Clima e riscos de safra
As previsões sazonais para a África Ocidental e o Sahel, incluindo Níger, Nigéria e Chade, apontam em termos gerais para chuvas abaixo da média a médias nos principais períodos de julho a setembro, um padrão que pode limitar rendimentos e aumentar a variabilidade da produção de sésamo de sequeiro se for confirmado no terreno. Em partes da África Oriental, incluindo Etiópia e Sudão, fóruns climáticos regionais também destacam riscos de chuvas abaixo do normal em meados de 2026, o que poderá restringir excedentes exportáveis futuros se condições adversas persistirem nas principais janelas de cultivo. Por ora, contudo, os estoques de passagem existentes e a diversificação de origens estão a compensar estas incertezas relacionadas ao clima.

Perspetiva de Curto Prazo & Orientações de Negociação

Visão de mercado a três meses (setembro–novembro de 2026)
Os fundamentos globais do sésamo atualmente apontam para um viés de preços lateral a ligeiramente mais fraco até o final de 2026, assumindo ausência de choques relevantes de clima ou logística. Os altos estoques nos portos chineses, próximos de 380.000 toneladas, a queda dos preços de importação no Japão e na Coreia do Sul e o papel ativo da Índia na reexportação limitam coletivamente o potencial de alta, mesmo que o crescimento estrutural da procura por consumidores mais jovens e focados em saúde na China e na Índia sustente narrativas otimistas no longo prazo.

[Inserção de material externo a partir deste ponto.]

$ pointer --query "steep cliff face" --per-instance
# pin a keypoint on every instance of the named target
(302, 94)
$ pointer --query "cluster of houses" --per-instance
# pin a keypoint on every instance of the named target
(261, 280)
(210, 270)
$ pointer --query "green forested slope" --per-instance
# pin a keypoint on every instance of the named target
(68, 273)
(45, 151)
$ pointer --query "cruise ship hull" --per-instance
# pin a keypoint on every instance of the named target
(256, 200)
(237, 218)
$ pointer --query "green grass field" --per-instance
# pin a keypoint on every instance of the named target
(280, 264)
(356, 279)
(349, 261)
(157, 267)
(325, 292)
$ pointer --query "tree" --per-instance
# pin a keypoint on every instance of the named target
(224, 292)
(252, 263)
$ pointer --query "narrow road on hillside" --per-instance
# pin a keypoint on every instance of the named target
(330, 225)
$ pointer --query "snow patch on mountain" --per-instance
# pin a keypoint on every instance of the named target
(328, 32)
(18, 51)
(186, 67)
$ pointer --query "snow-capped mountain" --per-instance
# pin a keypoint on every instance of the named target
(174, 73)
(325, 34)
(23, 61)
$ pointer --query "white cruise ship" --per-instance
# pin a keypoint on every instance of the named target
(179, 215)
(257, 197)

  • Para compradores (torrefadores, produtores de tahine, panificação e snacks): Considere estender moderadamente a cobertura para o 4T de 2026 enquanto os preços permanecem pressionados, especialmente para padrões brancos e graus descascados da Índia e de África. Mantenha flexibilidade quanto à origem sempre que possível para beneficiar da concorrência entre ofertas africanas, paquistanesas e brasileiras, mas acompanhe de perto requisitos japoneses de resíduos e segurança alimentar ao atender mercados de alto padrão.
  • Para exportadores e traders: Concentre-se na diferenciação por qualidade de triagem, conformidade de resíduos e documentação, em vez de apenas preço, em especial para Japão e Coreia do Sul. Com moedas em vários países produtores recentemente mais firmes, faça hedge do risco cambial sempre que possível e evite vendas a prazo agressivas com margens apertadas até que os volumes de nova safra e os resultados climáticos regionais estejam mais claros.
  • Para processadores na Índia, Egito e Turquia: O atual pano de fundo de preços globais suaves favorece a garantia de fornecimento de sementes a montante e o investimento em produtos processados de maior valor (descascados, torrados, tahine, pastas e snacks). Dadas as dificuldades macro na Turquia e em partes do Norte de África, a gestão prudente de inventários e do capital de giro permanece crucial para enfrentar a volatilidade cambial e das taxas de juro.

Perspetiva Direcional de 3 Dias (regiões de referência, em termos de EUR)

  • Paridade de importação da China (origens africanas via Qingdao): Estável no curtíssimo prazo, com altos estoques e ofertas inalteradas nos portos chineses provavelmente a manter os valores equivalentes CIF em EUR amplamente estáveis nos próximos três dias de negociação.
  • Índia FOB Nova Deli (branco & descascado): Ligeiramente mais fraco a estável, à medida que a pressão competitiva de fornecedores do Paquistão, Brasil e África continua; pequenas flutuações diárias em EUR refletem sobretudo movimentos cambiais face ao dólar norte‑americano.
  • UE internado (sésamo africano descascado): Estável, com preços FCA em torno de EUR 1,60/kg para tipos descascados padrão esperados manter‑se no curto prazo, em meio a boa disponibilidade e ausência de choques imediatos de procura.